I have brought two Nvidia RTX 4000 ada SFF Chips to work on a compute-intensive project. Is it possible to connect both to work as a single unit or something near, I have heard that both SLI and NVLink are stopped for RTX 4000 series, Is there any alternative or is there any way to connect to the mother board? Also Is it possible to chip in two cards as both are quite big in size?
Hi, no, this is not possible. IIRC 4000 claass GPUs never supported NVlink. SLi was an outdated, Scanoutbuffer-only connection between 2 GPUs, NVlink is a much faster, and generally usable link between 2 GPUs. we feature that on our compute focussd highest end chips, and used to on the high end gfx chips like RTX6000/8000 or RTX A6000. but no more on RTX 6000 ada. And explicitly not on your RTX 4000SFF Ada.
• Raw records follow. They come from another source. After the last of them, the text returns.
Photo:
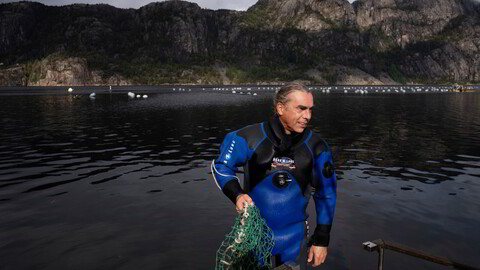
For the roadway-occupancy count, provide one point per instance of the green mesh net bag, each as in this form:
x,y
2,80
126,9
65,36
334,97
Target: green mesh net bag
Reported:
x,y
249,245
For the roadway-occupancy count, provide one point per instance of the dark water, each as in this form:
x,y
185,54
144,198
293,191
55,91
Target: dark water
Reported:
x,y
118,183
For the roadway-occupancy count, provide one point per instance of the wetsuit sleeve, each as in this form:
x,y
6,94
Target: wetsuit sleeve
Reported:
x,y
325,196
234,153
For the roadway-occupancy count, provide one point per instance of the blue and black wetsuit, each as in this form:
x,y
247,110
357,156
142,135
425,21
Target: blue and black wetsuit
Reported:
x,y
280,170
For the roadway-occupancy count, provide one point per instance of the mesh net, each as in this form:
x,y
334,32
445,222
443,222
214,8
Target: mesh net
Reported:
x,y
249,245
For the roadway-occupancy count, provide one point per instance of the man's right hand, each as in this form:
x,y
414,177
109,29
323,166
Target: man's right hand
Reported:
x,y
241,199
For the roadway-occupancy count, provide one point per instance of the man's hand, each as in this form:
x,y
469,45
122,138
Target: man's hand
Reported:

It would not make 2 GPUs just look like one, but only allow for fast transfers of any data between 2 GPUs, so could help overcome limits of when a single GPUs framebuffer was too small for the job.
But there always is PCIe, and its gotten faster since we invented SLi as well as NVlink. so you can always copy data between 2 GPUs via PCIe, gen4 with the RTX 4000SFF ada. If you are not limited by the size of framebuffer of a single GPU (in which case going for a single bigger GPU would have been the way to go really), you should seek to parallelize your compute job, so both GPUs can contribute to the compute, with full dataset in each framebuffer, rather than thinking NVlink would make it ‘a single GPU’.